Part 2: Computer Vision @ GIPHY: How we Created an AutoTagging Model Using Deep Learning

January 11, 2021 by Dmitry Voitekh

This is part two of the GIPHY Autotagging blog post series, where we’ll cover modeling, configuration of our training environment, and share our results. In part one, we outlined our motivation for this product and provided an overview of existing related approaches. Additionally, we described the training and evaluation data we have at hand and our custom methodology for filtering and enrichment.

If you haven’t read part one, you should check it out (here) before reading this post.

Our Training Environment

For this project, we conducted all our experiments on Amazon Sagemaker, and primarily relied on architectures written in PyTorch because of its simplicity, convenience for prototyping, and optimization features. All the code was written using this framework.

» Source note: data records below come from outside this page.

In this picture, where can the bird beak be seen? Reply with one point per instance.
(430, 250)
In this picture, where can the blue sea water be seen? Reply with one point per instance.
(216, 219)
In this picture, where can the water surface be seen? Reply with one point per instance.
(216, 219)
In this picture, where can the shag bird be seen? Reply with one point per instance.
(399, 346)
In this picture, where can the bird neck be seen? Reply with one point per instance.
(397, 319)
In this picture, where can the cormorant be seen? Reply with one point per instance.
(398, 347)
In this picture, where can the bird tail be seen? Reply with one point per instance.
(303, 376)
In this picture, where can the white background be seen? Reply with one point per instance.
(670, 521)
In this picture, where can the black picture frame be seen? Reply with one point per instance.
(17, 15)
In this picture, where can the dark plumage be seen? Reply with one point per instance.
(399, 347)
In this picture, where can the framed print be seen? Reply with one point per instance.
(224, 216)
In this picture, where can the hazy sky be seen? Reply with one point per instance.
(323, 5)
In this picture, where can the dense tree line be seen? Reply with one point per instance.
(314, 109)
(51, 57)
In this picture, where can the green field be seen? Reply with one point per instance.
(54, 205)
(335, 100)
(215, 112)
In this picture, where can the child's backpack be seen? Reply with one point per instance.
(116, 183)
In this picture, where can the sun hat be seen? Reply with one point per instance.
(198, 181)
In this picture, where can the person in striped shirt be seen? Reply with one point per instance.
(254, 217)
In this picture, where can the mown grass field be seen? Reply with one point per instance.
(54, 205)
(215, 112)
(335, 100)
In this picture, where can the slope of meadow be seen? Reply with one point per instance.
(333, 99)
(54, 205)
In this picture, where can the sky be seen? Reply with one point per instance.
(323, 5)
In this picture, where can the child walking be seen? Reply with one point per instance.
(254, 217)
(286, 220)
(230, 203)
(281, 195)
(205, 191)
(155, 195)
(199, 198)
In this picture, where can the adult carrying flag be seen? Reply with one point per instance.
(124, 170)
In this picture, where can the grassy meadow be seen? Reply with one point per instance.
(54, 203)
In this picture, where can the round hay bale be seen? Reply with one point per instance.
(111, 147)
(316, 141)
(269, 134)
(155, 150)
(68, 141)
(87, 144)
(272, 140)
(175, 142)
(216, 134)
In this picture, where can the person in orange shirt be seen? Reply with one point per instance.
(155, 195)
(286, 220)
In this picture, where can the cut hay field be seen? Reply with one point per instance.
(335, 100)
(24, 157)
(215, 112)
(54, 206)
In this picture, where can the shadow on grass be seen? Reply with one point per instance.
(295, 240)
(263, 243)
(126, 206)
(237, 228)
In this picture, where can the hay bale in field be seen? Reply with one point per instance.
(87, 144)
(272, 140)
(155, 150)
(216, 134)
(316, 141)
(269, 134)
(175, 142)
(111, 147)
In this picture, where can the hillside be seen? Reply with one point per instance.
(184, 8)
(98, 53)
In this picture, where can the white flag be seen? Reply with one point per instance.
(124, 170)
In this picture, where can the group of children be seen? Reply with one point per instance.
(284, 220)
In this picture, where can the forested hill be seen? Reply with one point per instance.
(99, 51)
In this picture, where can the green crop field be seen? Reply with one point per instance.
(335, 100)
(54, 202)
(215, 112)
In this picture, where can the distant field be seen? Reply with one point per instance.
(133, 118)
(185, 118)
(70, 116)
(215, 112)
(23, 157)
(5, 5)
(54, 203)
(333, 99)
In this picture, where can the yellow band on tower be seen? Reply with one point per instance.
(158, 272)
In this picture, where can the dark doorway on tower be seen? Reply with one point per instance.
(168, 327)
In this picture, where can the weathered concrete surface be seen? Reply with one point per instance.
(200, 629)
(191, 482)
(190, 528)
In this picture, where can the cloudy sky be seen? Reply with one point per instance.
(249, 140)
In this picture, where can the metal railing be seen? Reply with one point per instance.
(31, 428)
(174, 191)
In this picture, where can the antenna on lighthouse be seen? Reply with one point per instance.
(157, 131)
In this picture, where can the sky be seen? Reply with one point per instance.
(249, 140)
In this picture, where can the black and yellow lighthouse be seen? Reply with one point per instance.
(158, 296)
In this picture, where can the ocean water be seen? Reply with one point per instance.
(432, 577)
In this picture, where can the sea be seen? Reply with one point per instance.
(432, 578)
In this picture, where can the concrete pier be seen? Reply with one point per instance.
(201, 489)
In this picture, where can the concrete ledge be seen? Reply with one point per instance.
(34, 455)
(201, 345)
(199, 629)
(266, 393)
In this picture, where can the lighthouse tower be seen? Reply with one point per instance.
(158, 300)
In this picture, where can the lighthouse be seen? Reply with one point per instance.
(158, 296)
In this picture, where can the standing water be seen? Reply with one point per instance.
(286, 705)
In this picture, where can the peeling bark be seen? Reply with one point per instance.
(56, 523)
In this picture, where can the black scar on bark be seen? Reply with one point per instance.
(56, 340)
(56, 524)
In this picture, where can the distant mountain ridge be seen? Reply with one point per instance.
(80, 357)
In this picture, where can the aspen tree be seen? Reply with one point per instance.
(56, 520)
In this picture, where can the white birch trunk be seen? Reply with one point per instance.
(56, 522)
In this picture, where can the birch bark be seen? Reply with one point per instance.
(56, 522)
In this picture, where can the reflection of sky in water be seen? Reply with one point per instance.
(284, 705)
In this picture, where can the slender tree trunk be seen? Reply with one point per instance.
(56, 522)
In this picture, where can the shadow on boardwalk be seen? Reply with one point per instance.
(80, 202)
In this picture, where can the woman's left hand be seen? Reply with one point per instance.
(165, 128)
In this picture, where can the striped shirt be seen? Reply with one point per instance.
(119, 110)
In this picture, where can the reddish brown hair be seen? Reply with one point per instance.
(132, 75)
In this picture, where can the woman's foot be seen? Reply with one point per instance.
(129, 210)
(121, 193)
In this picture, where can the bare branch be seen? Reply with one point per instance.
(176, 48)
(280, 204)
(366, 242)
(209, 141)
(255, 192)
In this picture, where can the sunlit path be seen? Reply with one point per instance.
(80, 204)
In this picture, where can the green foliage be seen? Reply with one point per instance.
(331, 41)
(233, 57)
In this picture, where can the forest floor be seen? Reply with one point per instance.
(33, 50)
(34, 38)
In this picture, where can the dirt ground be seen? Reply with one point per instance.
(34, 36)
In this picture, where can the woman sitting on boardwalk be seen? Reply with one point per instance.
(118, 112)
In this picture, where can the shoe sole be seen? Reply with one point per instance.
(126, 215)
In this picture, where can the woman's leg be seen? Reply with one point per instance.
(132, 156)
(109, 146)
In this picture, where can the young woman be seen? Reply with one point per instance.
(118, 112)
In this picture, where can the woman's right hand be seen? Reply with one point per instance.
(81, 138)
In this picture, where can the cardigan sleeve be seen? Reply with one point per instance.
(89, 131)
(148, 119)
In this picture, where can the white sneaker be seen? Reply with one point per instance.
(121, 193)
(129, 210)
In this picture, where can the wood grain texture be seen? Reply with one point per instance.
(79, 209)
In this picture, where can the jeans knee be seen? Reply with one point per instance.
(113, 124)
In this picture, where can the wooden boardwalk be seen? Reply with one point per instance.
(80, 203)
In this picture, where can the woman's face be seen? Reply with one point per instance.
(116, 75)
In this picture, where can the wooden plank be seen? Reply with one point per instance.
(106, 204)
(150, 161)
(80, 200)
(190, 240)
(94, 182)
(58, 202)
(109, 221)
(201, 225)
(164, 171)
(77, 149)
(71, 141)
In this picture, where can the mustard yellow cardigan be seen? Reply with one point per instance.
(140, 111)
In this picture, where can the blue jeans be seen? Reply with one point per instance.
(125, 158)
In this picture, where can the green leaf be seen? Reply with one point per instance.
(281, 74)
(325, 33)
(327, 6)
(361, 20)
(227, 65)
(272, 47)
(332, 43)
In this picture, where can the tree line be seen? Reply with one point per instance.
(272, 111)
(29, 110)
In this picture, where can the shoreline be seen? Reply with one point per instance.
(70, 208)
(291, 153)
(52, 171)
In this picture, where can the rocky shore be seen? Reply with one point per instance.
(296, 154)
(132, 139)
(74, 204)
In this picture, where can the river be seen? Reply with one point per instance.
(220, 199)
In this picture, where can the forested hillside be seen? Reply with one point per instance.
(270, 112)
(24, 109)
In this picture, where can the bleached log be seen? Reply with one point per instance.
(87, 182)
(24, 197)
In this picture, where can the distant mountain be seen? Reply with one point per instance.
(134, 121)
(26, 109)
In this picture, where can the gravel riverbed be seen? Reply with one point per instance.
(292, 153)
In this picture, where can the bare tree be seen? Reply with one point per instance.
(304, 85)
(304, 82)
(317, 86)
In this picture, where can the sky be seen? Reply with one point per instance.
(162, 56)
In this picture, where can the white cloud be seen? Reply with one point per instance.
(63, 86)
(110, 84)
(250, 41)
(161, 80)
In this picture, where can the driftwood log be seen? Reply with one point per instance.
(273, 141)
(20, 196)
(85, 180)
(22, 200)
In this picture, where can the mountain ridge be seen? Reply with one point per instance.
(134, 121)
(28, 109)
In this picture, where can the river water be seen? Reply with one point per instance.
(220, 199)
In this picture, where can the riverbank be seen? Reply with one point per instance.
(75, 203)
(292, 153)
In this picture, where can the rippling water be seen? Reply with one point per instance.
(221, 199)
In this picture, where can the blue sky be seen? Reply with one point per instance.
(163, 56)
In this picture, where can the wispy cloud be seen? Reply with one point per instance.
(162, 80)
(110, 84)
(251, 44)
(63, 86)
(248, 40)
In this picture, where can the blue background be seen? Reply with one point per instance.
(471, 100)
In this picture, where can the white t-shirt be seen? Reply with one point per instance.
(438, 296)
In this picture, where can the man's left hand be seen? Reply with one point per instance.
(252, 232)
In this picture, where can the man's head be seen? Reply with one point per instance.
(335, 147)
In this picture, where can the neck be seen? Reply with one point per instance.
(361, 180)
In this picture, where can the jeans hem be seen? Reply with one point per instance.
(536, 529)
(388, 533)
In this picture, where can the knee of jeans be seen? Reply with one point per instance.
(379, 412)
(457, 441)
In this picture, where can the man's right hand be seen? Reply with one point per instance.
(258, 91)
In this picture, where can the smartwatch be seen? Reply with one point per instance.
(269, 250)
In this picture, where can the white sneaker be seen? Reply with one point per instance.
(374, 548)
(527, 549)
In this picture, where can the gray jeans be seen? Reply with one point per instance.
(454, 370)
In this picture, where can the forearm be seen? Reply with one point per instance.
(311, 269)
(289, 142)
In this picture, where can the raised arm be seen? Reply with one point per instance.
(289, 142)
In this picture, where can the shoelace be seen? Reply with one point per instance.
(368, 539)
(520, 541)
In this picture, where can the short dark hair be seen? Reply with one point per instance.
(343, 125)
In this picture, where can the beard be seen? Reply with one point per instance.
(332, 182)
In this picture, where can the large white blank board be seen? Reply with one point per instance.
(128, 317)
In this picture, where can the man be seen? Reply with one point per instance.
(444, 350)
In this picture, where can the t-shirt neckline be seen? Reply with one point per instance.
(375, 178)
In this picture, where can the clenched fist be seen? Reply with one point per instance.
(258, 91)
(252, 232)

To ensure reproducibility and full control over different experiments, we leveraged the Catalyst framework, which allows us to structure PyTorch experiments in a clean and concise way, enabling engineers to omit rewriting the same training loop every time. Furthermore, Catalyst provides an intuitive high-level interface over extremely handy PyTorch tools we benefited from:

  1. Distributed Data Parallel – distributed mode for PyTorch, allow use of multiple GPU devices
  2. Apex – PyTorch extension with NVIDIA utilities for mixed precision and distributed training
  3. Torch JIT – modern way to serialize and optimize PyTorch models for inference

As you can see, components for training need to be defined in separate files: model, dataset, custom metrics (if any) etc. Afterwards, they can be organized into a training pipeline via config.yml file. To start a corresponding experiment we can use catalyst-dl command-line tool like this:

catalyst-dl run -config=all_layers_fine_tuning_v2_snorkel_fb_resnet/config.yml --verbose

This command will launch the training routine and record actual code that was executed with all dependencies, checkpoints, and metrics in TensorBoard format.

Training and Evaluation

As mentioned previously, we decided to consider this task as a multilabel classification, therefore, model outputs sigmoids and Binary Cross Entropy Loss are used as a main criterion. For the learning rate policy we picked Cyclic Learning Rate and Adam for the optimizer — training tools which have worked best for us in the recent Computer Vision projects. A majority of our experiments were done using the ResNext101 model from FB WSL research. Additionally, we came up with the following list of metrics to evaluate our training progress:

IOU (Intersection Over Union)
For each GIF we take its actual tags (say, N tags) and take top N classes from the model’s output (sigmoids). IOU is an intersection between actual tags and those top N predicted tags (value from 0 to 1) normalized by the size of their union. To aggregate this metric for the batch, we simply compute the mean value of all these intersections.

“At-Least-One-Correct”
This metric is similar to IOU, but instead of the actual intersection value we calculate the percentage of GIFs from the batch for which IOU is not zero (value from 0 to 1).

“All-Correct“
This metric is also based on the intersection described above, but here we count GIFs with 100% IOU between actual and predicted tags (value from 0 to 1).

Semantic Accuracy
As observed within our experiments, aforementioned metrics values are not as high as we would expect. This can be explained by generalization capabilities of the model: for example, when a GIF depicts a soccer scene and actual tags are “soccer“ and “goal,“ but our model predicts “soccer“ and “ball.“ IOU value for this case is 0.5, which doesn’t reflect that overall the tags are pretty relevant. It means that exact matching results in lower metrics than we subjectively perceive. To tackle this problem we came up with a metric which estimates similarity between actual and predicted tags in the latent semantic vectors space. For this purpose we used an internal semantic model called Tag2Vec that provides meaningful embeddings for tags. We simply map labeled and predicted tags onto this embedding space, compute pairwise cosine distances, and find minmax distance value for the final metric.


Experiments

Head Fine-Tuning
We started with a simple idea: remove the last fully-connected layer of pre-trained ResNext101 model and replace it with our fully-connected layer to map latent vectors onto a set of our tags (not Imagenet labels). Only this new layer is trained — the CNN is frozen. After that, we added more fully-connected layers with RELU activations and batch norms, but it didn’t result in significant improvements.

Full Fine-Tuning
To go further, we unfreeze all layers in the neural network including convolutional blocks. This change brought the model to a completely new quality level — metrics went up more than 3%. You can see some of predictions made by our model below:

Comparison of Facebook WSL ResNet vs Torchvision Imagenet Resnet

Since the FB WSL models were fine-tuned on Imagenet, the natural question would be: “why do we use a FB WSL model instead of a more common model, pre-trained on Imagenet, taken from torchvision package?“ To address this concern, we repeated the previous experiment for Imagenet pre-trained ResNet50 model from torchvision and compared it to the ResNet50 WSL model we fine-tuned.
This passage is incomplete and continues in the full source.